## Week 2+3. Regularization, Linear Classification, towards Logistic regression¶

Augustin Cosse

Material covered: Ridge and LASSO regression, linear classification through Multiple Discriminant, OLS and Normal Equations, one-vs-rest and one-vs-one classifiers. Use of the meshgrid function to display the classification boundaries.

### Example 1. Binary discriminant through OLS and Normal Equations¶

In this first demo, we will solve the classification problem as follows.
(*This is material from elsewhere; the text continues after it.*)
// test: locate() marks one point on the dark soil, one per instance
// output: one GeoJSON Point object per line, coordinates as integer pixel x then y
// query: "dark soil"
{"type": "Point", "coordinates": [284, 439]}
• We first assign 0/1 labels to each of the points (recall that we are in the classification framework so the target now take a finite set of values). That is we define our targets as +1 and 0 depending on whether our points are from the yellow or purple class. This gives a vector $$\mathbf{t} = [t^{(1)}, t^{(2)}, \ldots, t^{(N)}]$$

if we have $n$ points

• We then store the sample points in a matrix $\mathbf{X}$ as we did for regression. In this case the points are 2D, we thus have
$$\mathbf{X} = \left[\begin{array} (\mathbf{x}^{(1)})^T\\ \mathbf{x}^{(2)})^T\\ \vdots\\ (\mathbf{x}^{(N)})^T \end{array}\right]$$

where each $\mathbf{x}^{(i)} = \left[\begin{array}{c} x^{(i)}_1\\ x^{(i)}_2 \end{array}\right]$ now encodes the two coordinates of the corresponding point in the dataset below. We want to learn a model of the form

$y(\mathbf{x}) = \beta_0 + \beta_1X_1 + \beta_2X_2$

that outputs a prediction $y(\mathbf{x}^{(i)})$ that is as close as possible to the target of the point $t^{(i)}$. We will encode this model by adding an additional column of $1$'s to the matrix $\mathbf{X}$ above to get

$$\mathbf{X} = \left[\begin{array}{cc} 1 & (\mathbf{x}^{(1)})^T\\ 1& \mathbf{x}^{(2)})^T\\ \vdots & \vdots\\ 1& (\mathbf{x}^{(N)})^T \end{array}\right]$$

we can then write the model as $\mathbf{y} = \mathbf{X}\mathbf{\beta}$ and we want $\mathbf{y}$ as close as possible to $\mathbf{t}$ (given that what we can achieve is limited by the linearity of the model)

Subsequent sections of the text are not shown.